Tree-like structures are very common in programming world and you may see some type of the parent-child relationship between classes a lot of times. And it is where PHP has a problem and you, as a developer, should care about it.
PHP has a build-in garbage collector so you do not need to track the links on the objects, allocate memory for objects and delete them when they are not longer necessary. Things seem so perfect that developers do not even know that their scripts allocate a lot of memory until their server stops processing requests because of the out of memory error.
Consider the simple scenario when we need to build a parent-child relationship multiple times:
class Node {
public $parentNode;
public $childNodes = array();
function Node() {
$this->nodeValue = str_repeat('0123456789', 128);
}
}
function createRelationship() {
$parent = new Node();
$child = new Node();
$parent->childNodes[] = $child;
$child->parentNode = $parent;
}
And then let's review the amount of memory allocated by this script after 10,000 calls to createRelationship function.
echo 'Initial: ' . number_format(memory_get_usage(), 0, '.', ',') . " bytes\n";
for($i = 0; $i < 10000; $i++) {
createRelationship();
}
echo 'Peak: ' . number_format(memory_get_peak_usage(), 0, '.', ',') . " bytes\n";
echo 'End: ' . number_format(memory_get_usage(), 0, '.', ',') . " bytes\n";
And the output:
Initial: 62,224 bytes Peak: 34,905,216 bytes End: 34,905,016 bytes
So, such simple script allocate 34Mb. Modern systems with 1-2Gb can run 30-60 similar processes at the same time. But in shared hosting environment or when support of 100 simultaneous connections is a system requirement, such memory consumption is inadequate.

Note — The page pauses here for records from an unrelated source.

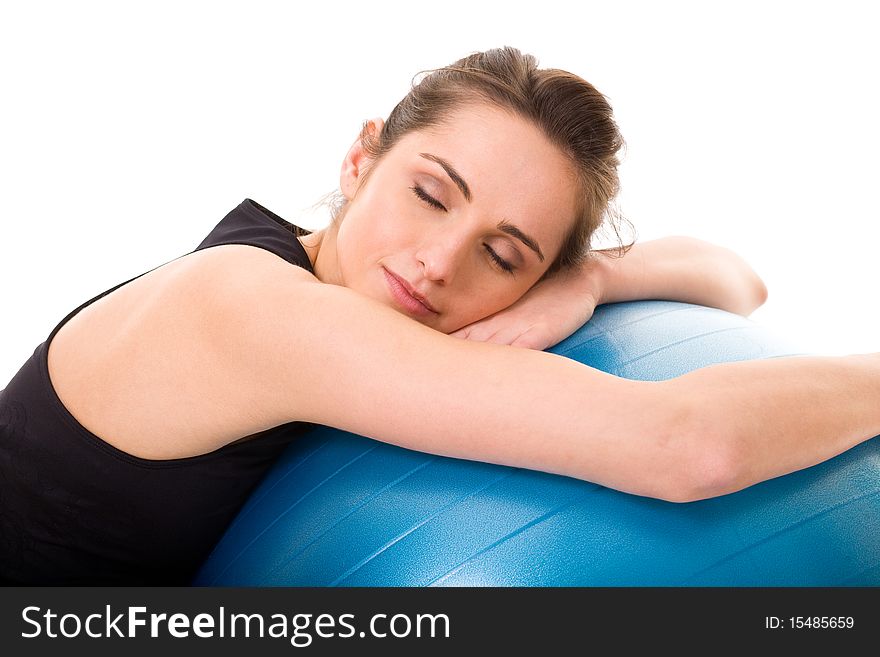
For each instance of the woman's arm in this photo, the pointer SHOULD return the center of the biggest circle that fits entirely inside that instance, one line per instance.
(677, 269)
(672, 268)
(326, 354)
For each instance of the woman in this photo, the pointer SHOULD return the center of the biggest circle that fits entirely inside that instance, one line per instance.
(136, 431)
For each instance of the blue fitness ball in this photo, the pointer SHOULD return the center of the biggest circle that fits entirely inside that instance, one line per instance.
(343, 510)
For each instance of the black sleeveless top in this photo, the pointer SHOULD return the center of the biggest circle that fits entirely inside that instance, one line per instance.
(76, 510)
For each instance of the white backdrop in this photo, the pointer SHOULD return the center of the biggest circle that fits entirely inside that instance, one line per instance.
(127, 130)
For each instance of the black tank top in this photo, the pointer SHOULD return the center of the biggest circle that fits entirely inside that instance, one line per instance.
(76, 510)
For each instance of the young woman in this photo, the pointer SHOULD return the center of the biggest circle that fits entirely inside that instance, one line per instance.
(135, 432)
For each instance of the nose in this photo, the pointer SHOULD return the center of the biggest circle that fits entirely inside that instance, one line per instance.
(441, 256)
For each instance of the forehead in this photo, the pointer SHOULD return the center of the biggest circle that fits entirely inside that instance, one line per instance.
(513, 170)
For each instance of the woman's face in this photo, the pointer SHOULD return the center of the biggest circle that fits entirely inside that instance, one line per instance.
(457, 222)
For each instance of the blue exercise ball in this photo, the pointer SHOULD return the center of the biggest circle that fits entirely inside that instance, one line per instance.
(343, 510)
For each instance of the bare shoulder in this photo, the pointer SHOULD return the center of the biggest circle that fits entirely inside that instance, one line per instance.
(140, 367)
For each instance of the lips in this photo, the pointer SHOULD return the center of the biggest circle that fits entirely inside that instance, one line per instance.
(406, 296)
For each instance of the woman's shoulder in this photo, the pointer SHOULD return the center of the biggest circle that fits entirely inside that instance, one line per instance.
(148, 360)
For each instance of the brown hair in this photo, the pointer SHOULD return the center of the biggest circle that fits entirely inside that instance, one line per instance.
(568, 109)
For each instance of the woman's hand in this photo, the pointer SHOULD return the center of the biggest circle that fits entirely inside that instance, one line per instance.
(547, 314)
(673, 268)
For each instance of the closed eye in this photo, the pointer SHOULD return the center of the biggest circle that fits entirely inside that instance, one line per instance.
(427, 198)
(501, 262)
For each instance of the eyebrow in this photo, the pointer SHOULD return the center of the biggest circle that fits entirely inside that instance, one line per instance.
(504, 226)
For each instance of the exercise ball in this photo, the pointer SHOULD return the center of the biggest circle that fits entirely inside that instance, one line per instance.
(343, 510)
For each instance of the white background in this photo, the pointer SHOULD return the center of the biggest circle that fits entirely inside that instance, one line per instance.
(127, 130)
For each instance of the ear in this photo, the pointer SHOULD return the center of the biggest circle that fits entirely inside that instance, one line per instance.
(357, 161)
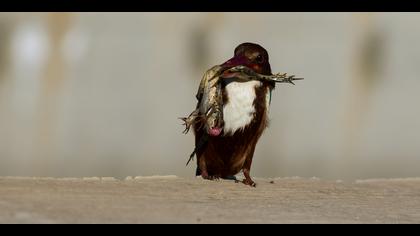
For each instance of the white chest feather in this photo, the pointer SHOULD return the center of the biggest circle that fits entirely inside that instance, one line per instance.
(239, 110)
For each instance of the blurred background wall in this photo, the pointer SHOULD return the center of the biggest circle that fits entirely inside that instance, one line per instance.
(99, 94)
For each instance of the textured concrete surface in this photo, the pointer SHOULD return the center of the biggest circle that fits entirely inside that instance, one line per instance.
(171, 199)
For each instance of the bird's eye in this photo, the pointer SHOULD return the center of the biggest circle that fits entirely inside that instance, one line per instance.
(259, 59)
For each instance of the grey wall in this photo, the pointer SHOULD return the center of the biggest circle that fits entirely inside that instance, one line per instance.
(88, 94)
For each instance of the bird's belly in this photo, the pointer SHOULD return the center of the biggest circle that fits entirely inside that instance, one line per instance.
(239, 110)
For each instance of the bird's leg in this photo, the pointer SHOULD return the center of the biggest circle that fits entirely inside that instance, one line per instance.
(248, 180)
(247, 168)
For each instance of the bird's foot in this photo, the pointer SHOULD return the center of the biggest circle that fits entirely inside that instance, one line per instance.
(249, 182)
(205, 175)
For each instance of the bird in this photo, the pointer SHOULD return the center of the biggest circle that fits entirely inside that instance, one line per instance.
(226, 151)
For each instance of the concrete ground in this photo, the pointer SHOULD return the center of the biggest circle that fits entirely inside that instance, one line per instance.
(171, 199)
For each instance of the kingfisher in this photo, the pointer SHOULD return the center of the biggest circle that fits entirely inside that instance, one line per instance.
(229, 149)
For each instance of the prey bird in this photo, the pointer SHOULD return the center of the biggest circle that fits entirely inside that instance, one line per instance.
(232, 113)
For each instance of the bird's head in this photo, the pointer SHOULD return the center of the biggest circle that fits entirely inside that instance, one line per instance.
(252, 56)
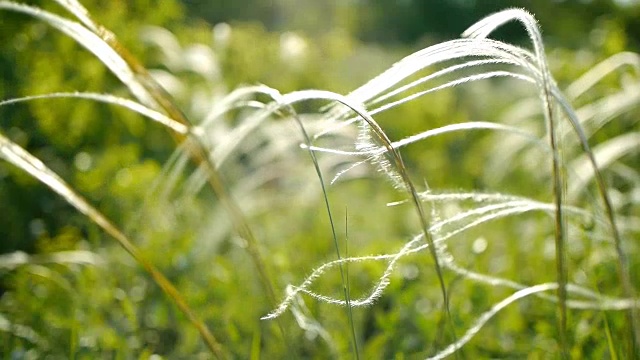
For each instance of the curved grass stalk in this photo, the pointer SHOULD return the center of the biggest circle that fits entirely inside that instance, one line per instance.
(295, 97)
(633, 319)
(102, 43)
(484, 318)
(345, 281)
(482, 29)
(461, 222)
(17, 156)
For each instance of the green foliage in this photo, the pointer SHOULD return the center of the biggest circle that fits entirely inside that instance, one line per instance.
(486, 191)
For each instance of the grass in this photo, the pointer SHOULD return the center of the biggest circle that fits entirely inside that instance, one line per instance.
(345, 133)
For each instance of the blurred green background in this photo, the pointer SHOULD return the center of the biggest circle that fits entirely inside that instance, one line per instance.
(116, 159)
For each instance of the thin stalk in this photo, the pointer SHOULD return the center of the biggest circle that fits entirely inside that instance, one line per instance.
(325, 195)
(202, 158)
(347, 289)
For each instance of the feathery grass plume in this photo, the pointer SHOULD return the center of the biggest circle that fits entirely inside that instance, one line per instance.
(20, 158)
(104, 45)
(483, 29)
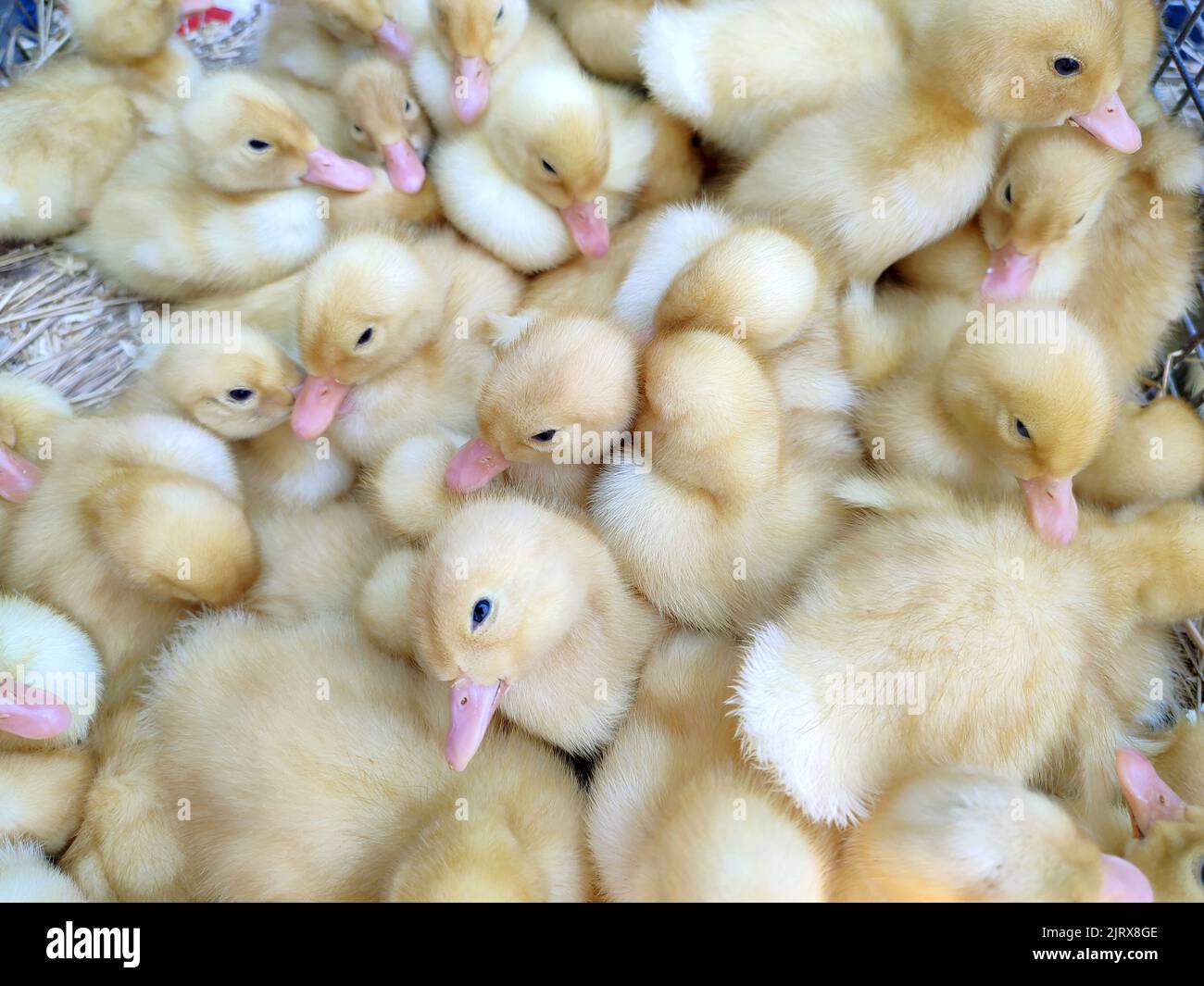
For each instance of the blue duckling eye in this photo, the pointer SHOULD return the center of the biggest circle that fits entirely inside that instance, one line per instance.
(481, 610)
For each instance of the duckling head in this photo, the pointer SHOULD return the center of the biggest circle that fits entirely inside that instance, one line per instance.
(562, 375)
(242, 136)
(365, 305)
(236, 393)
(173, 536)
(362, 22)
(1168, 838)
(500, 586)
(376, 96)
(123, 31)
(476, 35)
(49, 676)
(1031, 393)
(1042, 64)
(555, 141)
(1051, 191)
(28, 412)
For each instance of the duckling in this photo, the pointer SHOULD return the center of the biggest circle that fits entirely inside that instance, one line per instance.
(677, 814)
(393, 337)
(717, 469)
(1168, 833)
(602, 34)
(972, 595)
(512, 605)
(27, 877)
(49, 689)
(383, 818)
(557, 163)
(1032, 408)
(930, 140)
(148, 509)
(741, 70)
(1154, 454)
(962, 836)
(225, 193)
(313, 40)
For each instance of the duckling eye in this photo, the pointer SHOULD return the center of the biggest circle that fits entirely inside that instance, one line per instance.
(481, 610)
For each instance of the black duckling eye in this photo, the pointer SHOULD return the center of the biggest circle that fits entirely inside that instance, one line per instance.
(481, 610)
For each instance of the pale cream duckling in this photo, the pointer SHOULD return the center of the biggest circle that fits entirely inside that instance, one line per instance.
(913, 157)
(558, 160)
(314, 40)
(393, 335)
(717, 468)
(1168, 838)
(27, 877)
(225, 192)
(961, 836)
(49, 689)
(949, 593)
(514, 608)
(380, 817)
(983, 399)
(677, 814)
(149, 511)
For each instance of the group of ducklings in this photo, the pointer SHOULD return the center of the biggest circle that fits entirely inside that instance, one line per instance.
(721, 560)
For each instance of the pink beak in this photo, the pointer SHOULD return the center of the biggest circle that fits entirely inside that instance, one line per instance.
(330, 170)
(19, 476)
(316, 406)
(589, 231)
(1148, 797)
(37, 716)
(405, 168)
(474, 465)
(395, 40)
(1052, 508)
(1123, 882)
(470, 87)
(1110, 124)
(472, 706)
(1010, 275)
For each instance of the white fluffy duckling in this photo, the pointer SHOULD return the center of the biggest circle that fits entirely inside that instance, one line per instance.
(959, 836)
(49, 690)
(904, 618)
(350, 741)
(677, 814)
(512, 605)
(314, 40)
(558, 160)
(149, 511)
(393, 335)
(227, 194)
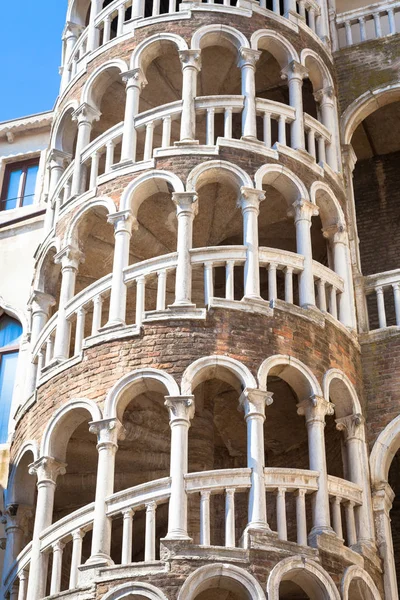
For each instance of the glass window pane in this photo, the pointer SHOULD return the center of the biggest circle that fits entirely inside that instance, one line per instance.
(10, 331)
(12, 190)
(31, 175)
(8, 367)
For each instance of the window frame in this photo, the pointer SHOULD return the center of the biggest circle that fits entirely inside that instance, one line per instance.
(9, 168)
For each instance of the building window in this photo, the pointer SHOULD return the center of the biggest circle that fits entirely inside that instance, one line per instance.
(19, 184)
(10, 334)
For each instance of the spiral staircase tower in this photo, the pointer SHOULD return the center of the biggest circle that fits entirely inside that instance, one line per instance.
(192, 425)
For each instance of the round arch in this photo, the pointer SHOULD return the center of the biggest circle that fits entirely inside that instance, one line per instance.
(346, 399)
(318, 72)
(383, 452)
(291, 370)
(88, 96)
(151, 47)
(140, 380)
(235, 578)
(307, 573)
(225, 368)
(276, 44)
(102, 201)
(330, 211)
(131, 591)
(151, 182)
(283, 180)
(218, 35)
(357, 573)
(205, 171)
(63, 424)
(365, 105)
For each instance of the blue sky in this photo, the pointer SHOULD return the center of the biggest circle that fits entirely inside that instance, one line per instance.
(30, 54)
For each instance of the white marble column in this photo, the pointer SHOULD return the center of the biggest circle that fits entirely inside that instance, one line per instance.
(253, 403)
(326, 100)
(181, 412)
(383, 497)
(85, 116)
(247, 64)
(342, 266)
(47, 470)
(69, 258)
(123, 222)
(135, 81)
(93, 32)
(249, 202)
(191, 65)
(186, 210)
(314, 409)
(295, 73)
(303, 211)
(40, 304)
(108, 432)
(353, 430)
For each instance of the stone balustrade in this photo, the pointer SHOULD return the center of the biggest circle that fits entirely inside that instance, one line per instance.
(86, 316)
(367, 23)
(280, 484)
(386, 289)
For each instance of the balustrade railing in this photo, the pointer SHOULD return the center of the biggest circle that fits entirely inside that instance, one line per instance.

Understanding of processes that are behind this code is absolutely necessary to improving it and avoiding similar memory problems in future. And the key phrase is circular reference. Detecting them is very complex problem for garbage collectors because all in-memory objects should be analyzed. This is very time-consuming operation and PHP engine developers decided to just destroy all objects on script shutdown and do not share anything between scripts. So the PHP strategy is being faster instead of being memory aware. Honestly speaking, this strategy works well and the developer may never have to write some special code for destroying objects. But this is not a reason to ignoring this aspect of PHP.
Let's back to the createRelationship() function. Garbage collector destroys objects that are out of scope and no other objects refer to them. So, you may expect $child and $parent objects destroyed when PHP leaves the function but each of the objects refer to each other so PHP cannot delete $child because $parent refers to it and vise-versa.
The common solution for this is to create special destructor that deletes references or delete them when they are not longer necessary. Adding this code into the "magic" __destruct() method is impossible because __destruct() is called by PHP when it detects that an object can be destroyed, but for $child and $parent it happens too late (on request shutdown).
So, let's add new method to the Node object and call it for $parent in the createRelationship() function:
class Node {
public $parentNode;
public $childNodes = array();
function Node() {
$this->nodeValue = str_repeat('0123456789', 128);
}
function destroy()
{
$this->parentNode = null;
$this->childNodes = array();
}
}
function createRelationship() {
$parent = new Node();
$child = new Node();
$parent->childNodes[] = $child;
$child->parentNode = $parent;
$parent->destroy();
}
Being run again with the modified version of the createRelationship() function the test displays the following results:
Initial: 63,848 bytes Peak: 69,688 bytes End: 65,168 bytes
So, peak memory usage decreased in 500 times. What can be a better reason to lean the subject?
Update: Paul M. Jones has written about the same subject and related discussion lifted up the following news from php.internal to public: circular references patch will not be implemented in PHP 5.3 because it did not have many votes.
Comments
This issue will be solved in PHP 5.3
David Wang has written a patch for the garbage collector to pick up circular references. Implementing the patch has been placed on the PHP 5.3 Suggested Feature List.
http://news.php.net/php.internals/30790 (David Wangs e-mail)
http://news.php.net/php.internals/32330 (PHP 5.3 Suggested feature list)
Arnold Daniels
http://blog.adaniels.nl
Thank you!
Thank you!
This annoying issue was in PHP for years and I'm glad to see that PHP becomes better. Unfortunately, there are a lot of PHP4/5.2/5.1 hosting companies and application, which makes me believe that this information will be useful at least a couple of years or even more.